On Thu, 17 Nov 2022 15:42:29 GMT, Johan Vos <j...@openjdk.org> wrote:

>> Thiago Milczarek Sayao has refreshed the contents of this pull request, and 
>> previous commits have been removed. The incremental views will show 
>> differences compared to the previous content of the PR. The pull request 
>> contains one new commit since the last revision:
>> 
>>   8260528: Clean glass-gtk sizing and positioning code
>
> modules/javafx.graphics/src/main/native-glass/gtk/glass_window.cpp line 713:
> 
>> 711: 
>> 712: static int geometry_get_window_width(const WindowGeometry 
>> *windowGeometry) {
>> 713:      return (windowGeometry->final_width.type != BOUNDSTYPE_WINDOW)
> 
> minor: wouldn't it be more readable (here and below) if the test was 
> reversed? ( `(windowGeometry->final_width.type != BOUNDSTYPE_WINDOW`)

Those functions already existed. Do you prefer to keep as it was or to invert 
the `if`?

> modules/javafx.graphics/src/main/native-glass/gtk/glass_window.cpp line 891:
> 
>> 889: 
>> 890:     if (get_frame_extents_property(&top, &left, &bottom, &right)) {
>> 891:         if ((top + right + bottom + left) != 0) {
> 
> Are we 100% sure the extents can never be negative values?

I'm 99.99% sure :)

> modules/javafx.graphics/src/main/native-glass/gtk/glass_window.cpp line 1047:
> 
>> 1045: 
>> 1046:     if (moved) {
>> 1047:         geometry_set_window_x(&geometry, x);
> 
> this will set `windowGeometry->refx` where 2 lines below you set 
> `windowGeometry.current_x`. Unless there is gravity involved, both refer to 
> the same value, one being `int` and the other being `float` though. Is there 
> another conceptual difference, or why do we have 2 values here?

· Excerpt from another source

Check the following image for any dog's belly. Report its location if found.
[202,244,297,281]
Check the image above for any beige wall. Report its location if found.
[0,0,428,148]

I think you're right, I added `current_x/y` to check if a window moved, but 
`ref_x/ref_y` might contain the same value (different type).

> modules/javafx.graphics/src/main/native-glass/gtk/glass_window.cpp line 1269:
> 
>> 1267: }
>> 1268: 
>> 1269: void WindowContextTop::to_front() {
> 
> Do you use `raise` and `lower` here because the sibiling parameter is always 
> `NULL` ?

Yes. But also `gdk_window_raise` and `gdk_window_lower` seems to better match 
the `toFront()` and `toBack()` description.

See:
https://tronche.com/gui/x/xlib/window/XRestackWindows.html
https://tronche.com/gui/x/xlib/window/XRaiseWindow.html

gdk functions calls those Xlib functions internally.